« The vOICe Home Page
« The vOICe for Windows
![]() ![]()
|
This page discusses how The vOICe technology supports binocular vision with suitable stereoscopic camera hardware. In orientation and mobility applications for blind users, the orientation component is supported well by the standard single camera setup, but the mobility component can benefit from better depth and distance perception in order to detect nearby objects and obstacles. Binocular vision makes this possible, and will thus further enhance the applicability and versatility of The vOICe as an ETA (Electronic Travel Aid) for the blind in addition to its general vision substitution and synthetic vision features.
In designing an electronic travel aid (ETA) for the blind, a key advantage of a sonar device over a camera used to be that it is relatively easy with sonar to measure distances to nearby obstacles, allowing one to generate a warning signal when there is a collision threat. In using a single camera this turns out to be extremely hard, because the distance information in a static camera view is essentially ambigious and requires much a priori knowledge about the physical world to derive distances from recognized objects. This is what people blinded in only one eye do all the time, without apparent effort, but for machine vision, the required recognition of objects remains a daunting task. One partial solution is to derive size and distance information from video sequences of a single camera while moving around (this is what people blind in one eye do as well), but a more powerful and reliable method is to make use of binocular vision, also called stereoscopic vision or stereopsis. By comparing the slight differences in images obtained from two different simultaneous viewpoints, the distances to nearby objects and obstacles can be estimated. This approach also works with static scenes. Moreover, by now knowing distances and apparent (angular) sizes in the camera view, the user can deduce the actual sizes of nearby objects without first having to recognize them.

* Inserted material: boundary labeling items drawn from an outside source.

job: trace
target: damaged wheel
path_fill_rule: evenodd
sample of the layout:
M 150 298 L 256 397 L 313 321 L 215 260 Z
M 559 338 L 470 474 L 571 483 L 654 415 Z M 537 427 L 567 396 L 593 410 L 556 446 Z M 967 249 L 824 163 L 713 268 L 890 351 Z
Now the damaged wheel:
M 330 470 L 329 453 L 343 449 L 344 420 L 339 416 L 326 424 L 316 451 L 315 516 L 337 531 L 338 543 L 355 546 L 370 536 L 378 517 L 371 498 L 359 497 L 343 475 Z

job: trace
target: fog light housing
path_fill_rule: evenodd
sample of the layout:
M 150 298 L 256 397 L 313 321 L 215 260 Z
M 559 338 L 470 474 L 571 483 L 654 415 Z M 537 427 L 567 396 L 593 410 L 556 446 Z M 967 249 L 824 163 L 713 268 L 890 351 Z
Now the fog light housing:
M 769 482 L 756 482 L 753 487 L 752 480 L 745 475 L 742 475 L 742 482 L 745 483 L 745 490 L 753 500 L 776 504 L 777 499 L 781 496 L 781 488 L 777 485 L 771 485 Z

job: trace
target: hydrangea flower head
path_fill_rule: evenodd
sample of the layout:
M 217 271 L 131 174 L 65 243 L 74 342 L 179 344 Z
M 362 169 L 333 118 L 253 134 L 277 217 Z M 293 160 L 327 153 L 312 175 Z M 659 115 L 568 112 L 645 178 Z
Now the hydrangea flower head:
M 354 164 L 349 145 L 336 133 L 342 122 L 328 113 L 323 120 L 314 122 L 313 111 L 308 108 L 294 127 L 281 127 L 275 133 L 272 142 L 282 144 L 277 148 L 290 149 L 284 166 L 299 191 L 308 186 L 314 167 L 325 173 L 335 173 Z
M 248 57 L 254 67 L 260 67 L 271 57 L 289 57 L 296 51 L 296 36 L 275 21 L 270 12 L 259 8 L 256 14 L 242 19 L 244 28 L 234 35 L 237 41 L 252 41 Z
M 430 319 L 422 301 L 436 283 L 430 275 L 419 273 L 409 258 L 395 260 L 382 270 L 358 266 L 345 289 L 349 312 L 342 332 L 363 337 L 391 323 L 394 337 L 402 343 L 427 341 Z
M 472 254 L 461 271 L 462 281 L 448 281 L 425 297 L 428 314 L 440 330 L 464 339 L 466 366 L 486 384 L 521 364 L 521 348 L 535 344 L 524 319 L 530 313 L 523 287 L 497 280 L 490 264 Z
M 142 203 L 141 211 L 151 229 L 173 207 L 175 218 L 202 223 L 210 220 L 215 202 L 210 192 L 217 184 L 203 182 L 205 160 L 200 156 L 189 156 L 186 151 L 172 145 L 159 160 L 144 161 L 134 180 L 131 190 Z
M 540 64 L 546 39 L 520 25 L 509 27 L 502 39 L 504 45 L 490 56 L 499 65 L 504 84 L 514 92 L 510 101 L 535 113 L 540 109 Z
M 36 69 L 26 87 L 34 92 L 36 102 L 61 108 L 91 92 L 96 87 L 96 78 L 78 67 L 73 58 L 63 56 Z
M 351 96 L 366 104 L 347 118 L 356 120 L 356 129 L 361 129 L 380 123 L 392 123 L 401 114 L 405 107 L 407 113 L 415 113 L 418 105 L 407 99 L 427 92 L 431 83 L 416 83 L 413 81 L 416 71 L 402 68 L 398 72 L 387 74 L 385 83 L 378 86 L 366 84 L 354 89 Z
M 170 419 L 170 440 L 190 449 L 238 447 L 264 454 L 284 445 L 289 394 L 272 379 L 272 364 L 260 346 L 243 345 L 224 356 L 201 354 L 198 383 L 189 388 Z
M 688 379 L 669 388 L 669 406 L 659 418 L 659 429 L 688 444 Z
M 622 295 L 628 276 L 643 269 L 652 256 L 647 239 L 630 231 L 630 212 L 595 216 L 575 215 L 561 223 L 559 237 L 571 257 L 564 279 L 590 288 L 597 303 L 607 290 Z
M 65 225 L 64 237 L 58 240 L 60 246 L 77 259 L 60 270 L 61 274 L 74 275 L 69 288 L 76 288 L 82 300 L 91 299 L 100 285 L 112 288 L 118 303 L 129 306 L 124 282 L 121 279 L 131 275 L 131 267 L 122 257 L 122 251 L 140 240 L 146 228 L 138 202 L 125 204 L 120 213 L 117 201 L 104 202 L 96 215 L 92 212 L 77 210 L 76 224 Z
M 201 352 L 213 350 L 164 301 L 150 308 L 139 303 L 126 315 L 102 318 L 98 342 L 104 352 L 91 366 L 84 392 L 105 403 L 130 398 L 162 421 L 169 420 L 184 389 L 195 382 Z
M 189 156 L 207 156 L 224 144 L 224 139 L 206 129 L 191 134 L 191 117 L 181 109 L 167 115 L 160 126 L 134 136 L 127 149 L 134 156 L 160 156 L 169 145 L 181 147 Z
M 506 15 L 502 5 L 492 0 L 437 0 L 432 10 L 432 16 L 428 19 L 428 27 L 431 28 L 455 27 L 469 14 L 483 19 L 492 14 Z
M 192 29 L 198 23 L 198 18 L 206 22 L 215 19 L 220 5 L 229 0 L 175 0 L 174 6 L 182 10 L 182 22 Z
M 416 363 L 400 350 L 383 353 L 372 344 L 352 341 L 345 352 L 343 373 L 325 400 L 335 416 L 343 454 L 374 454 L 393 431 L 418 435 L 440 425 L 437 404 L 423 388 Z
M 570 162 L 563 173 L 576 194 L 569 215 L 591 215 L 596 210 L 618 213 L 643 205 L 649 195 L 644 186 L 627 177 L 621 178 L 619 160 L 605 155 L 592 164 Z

![]() 3D anaglyph for sighted viewing with red/green glasses |
The following example illustrates how a binocular view with stereo images from a visually highly cluttered scene gets processed by The vOICe into a distance map where brighter (louder) means closer. The nearby tree trunk clearly stands out in the resulting distance map, as are some parts of the parked car that is right behind the tree, whereas the clutter of the visually complex distant background is completely suppressed. The sky and distant houses, other parked cars and trees are rendered invisible in favour of nearby objects and obstacles. The 18K MP3 audio sample shows the corresponding soundscape for the extracted distance map.
![]() Red color component of greyscale left-eye image. |
![]() Cyan color component of greyscale right-eye image. |
![]() Combined red-cyan 3D anaglyph. |
![]() The vOICe distance map as extracted from anaglyph image. |
Registered users can load the anaglyph image into The vOICe for Windows after switching to the Stereoscopic View mode via the menu Options | 3D to get a distance map derived in real-time from the disparities in this anaglyph view. When experimenting with other anaglyphs, note that the color filters may have to be different, and more importantly, that only anaglyphs derived from greyscale views will give good results due to the required strict separation of left and right view.
Various stereoscopic vision options can be set via the menu Edit | Stereoscopic Preferences.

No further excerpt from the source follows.